Der SPD-Außenpolitiker Ralf Stegner nannte die Aussage „nicht
hilfreich“. Alles, was den Krieg ausweite, sei falsch, sagte Stegner
dem RedaktionsNetzwerk Deutschland (RND) und rief stattdessen dazu auf,
die diplomatischen Bemühungen zu verstärken.
Merz rechnet nicht zeitnah mit Kriegsende
Merz rechnet nicht mit einem baldigen Ende des Ukraine-Kriegs. „Kriege enden in der Regel durch wirtschaftliche oder militärische
Erschöpfung einer oder beider Seiten, und davon sind wir in diesem Krieg
offensichtlich noch weit entfernt“, sagte Merz nach einem Treffen mit dem finnischen
Ministerpräsidenten Petteri Orpo in Turku.

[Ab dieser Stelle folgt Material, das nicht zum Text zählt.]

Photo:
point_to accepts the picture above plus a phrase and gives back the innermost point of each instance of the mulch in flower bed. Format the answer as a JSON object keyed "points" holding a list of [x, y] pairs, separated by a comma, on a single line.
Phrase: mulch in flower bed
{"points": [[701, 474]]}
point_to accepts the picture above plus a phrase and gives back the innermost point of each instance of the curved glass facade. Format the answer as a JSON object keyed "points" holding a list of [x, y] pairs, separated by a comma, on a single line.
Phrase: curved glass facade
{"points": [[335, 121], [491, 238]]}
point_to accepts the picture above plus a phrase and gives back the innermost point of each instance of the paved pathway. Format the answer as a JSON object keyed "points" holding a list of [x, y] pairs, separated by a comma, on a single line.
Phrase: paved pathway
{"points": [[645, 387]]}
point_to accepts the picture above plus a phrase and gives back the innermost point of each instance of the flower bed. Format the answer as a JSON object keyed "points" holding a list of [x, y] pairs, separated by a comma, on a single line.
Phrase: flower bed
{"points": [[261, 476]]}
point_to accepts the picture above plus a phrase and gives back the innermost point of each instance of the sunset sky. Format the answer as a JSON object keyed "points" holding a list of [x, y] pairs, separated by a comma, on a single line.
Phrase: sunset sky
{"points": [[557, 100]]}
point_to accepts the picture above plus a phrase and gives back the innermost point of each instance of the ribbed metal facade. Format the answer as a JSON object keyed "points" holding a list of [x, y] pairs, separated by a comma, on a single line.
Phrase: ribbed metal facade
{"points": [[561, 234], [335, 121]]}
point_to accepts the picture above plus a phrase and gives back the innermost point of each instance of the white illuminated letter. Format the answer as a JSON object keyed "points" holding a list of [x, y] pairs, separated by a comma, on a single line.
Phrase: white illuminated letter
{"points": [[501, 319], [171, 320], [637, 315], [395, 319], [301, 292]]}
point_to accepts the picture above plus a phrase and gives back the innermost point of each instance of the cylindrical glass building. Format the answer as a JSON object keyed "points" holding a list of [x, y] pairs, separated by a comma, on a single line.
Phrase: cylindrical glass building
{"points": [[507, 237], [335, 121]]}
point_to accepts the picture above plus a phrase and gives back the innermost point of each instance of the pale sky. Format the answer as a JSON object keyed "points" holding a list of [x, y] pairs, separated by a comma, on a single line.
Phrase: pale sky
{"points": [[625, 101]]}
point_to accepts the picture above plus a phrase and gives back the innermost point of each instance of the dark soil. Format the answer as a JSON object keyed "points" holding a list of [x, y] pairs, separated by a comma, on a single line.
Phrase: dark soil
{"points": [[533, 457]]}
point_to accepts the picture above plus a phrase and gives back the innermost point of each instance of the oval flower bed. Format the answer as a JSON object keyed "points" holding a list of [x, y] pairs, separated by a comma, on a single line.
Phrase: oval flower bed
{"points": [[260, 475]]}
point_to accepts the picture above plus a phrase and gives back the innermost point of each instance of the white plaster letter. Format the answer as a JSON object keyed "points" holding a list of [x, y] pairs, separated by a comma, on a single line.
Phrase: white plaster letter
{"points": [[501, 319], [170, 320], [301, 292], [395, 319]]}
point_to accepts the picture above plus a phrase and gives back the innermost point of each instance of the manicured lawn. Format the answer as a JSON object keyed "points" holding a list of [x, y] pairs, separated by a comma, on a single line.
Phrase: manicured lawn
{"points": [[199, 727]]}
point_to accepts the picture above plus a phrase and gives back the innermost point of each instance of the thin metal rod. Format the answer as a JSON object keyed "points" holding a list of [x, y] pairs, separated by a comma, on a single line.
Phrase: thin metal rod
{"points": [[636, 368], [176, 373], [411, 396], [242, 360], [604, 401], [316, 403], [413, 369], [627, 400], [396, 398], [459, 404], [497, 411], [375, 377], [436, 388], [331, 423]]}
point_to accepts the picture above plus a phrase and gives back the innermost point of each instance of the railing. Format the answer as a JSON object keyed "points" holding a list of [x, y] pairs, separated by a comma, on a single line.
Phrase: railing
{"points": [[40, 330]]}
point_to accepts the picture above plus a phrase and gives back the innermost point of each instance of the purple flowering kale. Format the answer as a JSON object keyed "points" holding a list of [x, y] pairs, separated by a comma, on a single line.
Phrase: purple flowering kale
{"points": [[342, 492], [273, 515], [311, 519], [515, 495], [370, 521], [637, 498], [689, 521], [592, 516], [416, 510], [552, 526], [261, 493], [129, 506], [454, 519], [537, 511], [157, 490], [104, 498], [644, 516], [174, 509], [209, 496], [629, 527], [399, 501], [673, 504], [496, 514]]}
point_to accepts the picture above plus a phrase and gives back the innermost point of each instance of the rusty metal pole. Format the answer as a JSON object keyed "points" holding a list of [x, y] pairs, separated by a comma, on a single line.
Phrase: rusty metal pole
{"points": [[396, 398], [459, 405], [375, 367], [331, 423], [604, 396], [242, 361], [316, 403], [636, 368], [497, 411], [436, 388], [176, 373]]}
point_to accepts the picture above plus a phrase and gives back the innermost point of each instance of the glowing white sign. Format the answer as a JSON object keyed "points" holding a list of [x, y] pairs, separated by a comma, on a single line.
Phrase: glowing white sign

Russland warf er vor, sich nicht auf Verhandlungen einlassen zu wollen. Wenn die russische Regierung nicht bereit sei, eine Vermittlung durch den Vatikan zu akzeptieren, zeige dies, dass Russland kein Interesse an einem Waffenstillstand oder einem Friedensabkommen habe, sagte Merz. Das heiße in der Konsequenz, „dass wir unsere Anstrengungen eher noch verstärken müssen,
damit die Ukraine sich verteidigen kann.“
Gipfeltreffen in Turku
Er kündigte an, den Druck auf Russland erhöhen zu wollen. Hybride Angriffe, gekappte Kabel und beschädigte Pipelines seien auch ein Angriff auf Deutschlands Sicherheit. Merz und der finnische Ministerpräsident Orpo
betonten die Notwendigkeit, die eigenen Verteidigungsausgaben
deutlich zu erhöhen.
Merz ist zum Nordischen Gipfel ins finnische Turku gereist. Zugast
sind die Ministerpräsidenten von Finnland, Dänemark, Island, Norwegen
und Schweden sowie politische Vertreter unter anderem aus Grönland. Nach
Angaben der Bundesregierung stehen Sicherheit, Verteidigung und die
wirtschaftliche Entwicklung im Fokus der Gespräche.
Deutschland hat
der Ukraine nur zwei Waffensysteme geliefert, mit denen die ukrainischen
Streitkräfte russische Stellungen und
Nachschublinien weiter hinter der Frontlinie treffen könnten: den
Raketenwerfer Mars II und die Panzerhaubitze 2000. Für diese wurde die
Reichweitenbeschränkung bereits im Mai 2024 aufgehoben. Sie reichen 35
beziehungsweise 85 Kilometer weit. Eine Lieferung des Marschflugkörpers Taurus
mit einer Reichweite von 500 Kilometern, mit dem selbst die russische
Hauptstadt Moskau erreicht werden könnte, ist hingegen bislang nicht
erfolgt und auch nicht vorgesehen.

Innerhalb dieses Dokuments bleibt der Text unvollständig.